I slept heavily in those days. Besides, I was at the disadvantage of confronting, in my pyjamas, two heavily booted men with rifles and revolvers. Half asleep and half scared, my brain reacted with less than the speed of light. I was conscious that something might have to be done about the tell-tale paper tucked away in my trousers; but how to get rid of it? My mind moved vaguely in the direction of bathrooms, but I had taken a room without a bath. By the time I had dressed and packed, and the Civil Guards had turned over my bedclothes, I had got no further than a sluggish resolve to get rid of my scrap of paper somehow on the way from the hotel to Civil Guard headquarters.
When we got into the street, I found that it was not going to be easy. I had only one free hand; the other gripped my suitcase. My escort, evidently well trained, kept a steady pace behind me all the way, watching me, for all I knew, like hawks. So the incriminating material was still on me when I was shown into an office lit by a
single bright naked bulb shining on a large, well-polished table. Opposite me stood an undersized major of the Civil Guard, elderly, bald and sour. With eyes fixed to the table, he listened perfunctorily to the report of the corporal who had brought me in.

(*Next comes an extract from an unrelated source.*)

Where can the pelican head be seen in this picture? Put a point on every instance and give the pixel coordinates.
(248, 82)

The major examined my passport at length. “Where,” he asked me, “is your permission to visit Córdoba?” I repeated what I had been told at the
Capitania
in Seville, but he brushed my words aside. Impossible, he said flatly; everyone knew that a permit was necessary for Córdoba. Why had I come to Córdoba? To see the bull-fight? Where was my ticket? I hadn’t got one? I had only just arrived and was going to buy one in the morning? A likely story! And so on. With every fresh outburst of scepticism, I became aware, with growing unease, that my interrogator was a confirmed Anglophobe. There were plenty of Anglophobes in those days in Spain, on both sides of the line. But by this time my brain was beginning to work normally, and I began to see possibilities in that wide expanse of gleaming table.

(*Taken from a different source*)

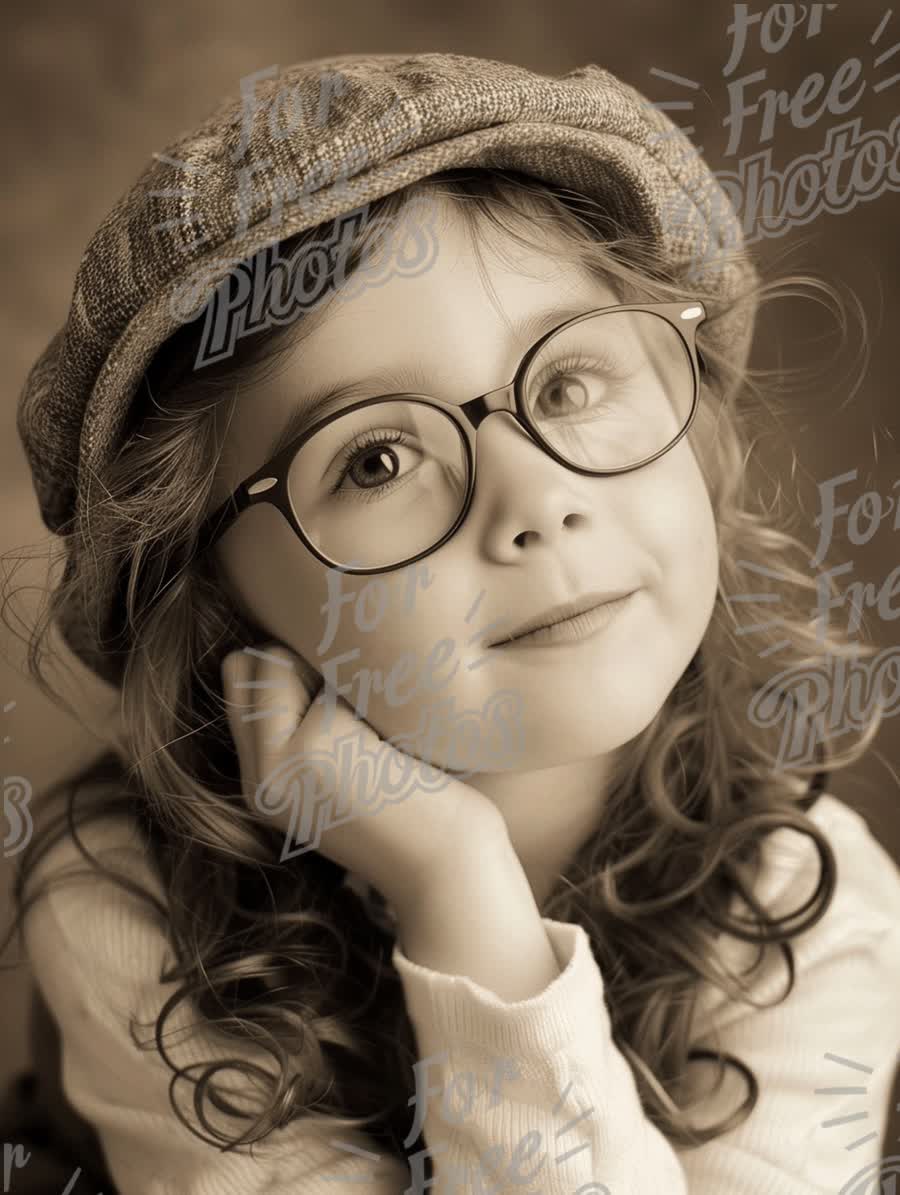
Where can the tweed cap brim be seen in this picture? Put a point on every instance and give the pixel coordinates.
(392, 120)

With an air of utter disbelief, the major and the two men who had arrested me turned to my suitcase. With unexpected delicacy, they drew on gloves and unpacked it item by item, probing each article with their fingers and holding it up to the light. Finding nothing suspicious in my change of underwear, they next examined the suitcase, tapping its surface carefully and measuring its inner and outer dimensions. There was a sigh when its innocence was established beyond doubt. For a second, I hoped that that would be the end of it, and that I would simply be told to get out of town by the first available train—but only for a second.
“And now,” said the major nastily, “what about you?”
He asked me to turn out my pockets. I could no longer postpone action. Taking first my wallet, I threw it down on that fine table, giving it at the last moment a flick of the wrist which sent it spinning towards the far end. As I had hoped, all three men made a dive at it, spreadeagling themselves across the table. Confronted by three pairs of buttocks, I scooped the scrap of paper out of my trousers, a crunch and a swallow, and it was gone. I emptied my remaining
pockets with a light heart, and the major fortunately spared me the intimacies of a rigorous body-search. He gave me instead a dry little lecture on the Communists dominating the British Government, and ordered me to get out of Córdoba next day. I was paying my hotel bill in the morning when my two friends of the Civil Guard emerged from a recess in the lounge and asked if they might share my taxi to the station. As I boarded the Seville-bound coach, I gave them a packet of English cigarettes, and they waved to me happily as the train pulled out.
It was not a heroic episode. Even if my coding instructions had been found, my British passport would probably have saved me from the death sentence. But in subsequent years I have often had occasion to reflect that the really risky operation is not usually the one which brings most danger, since real risks can be assessed in advance and precautions taken to obviate them. It is the almost meaningless incident, like the one described above, that often puts one to mortal hazard.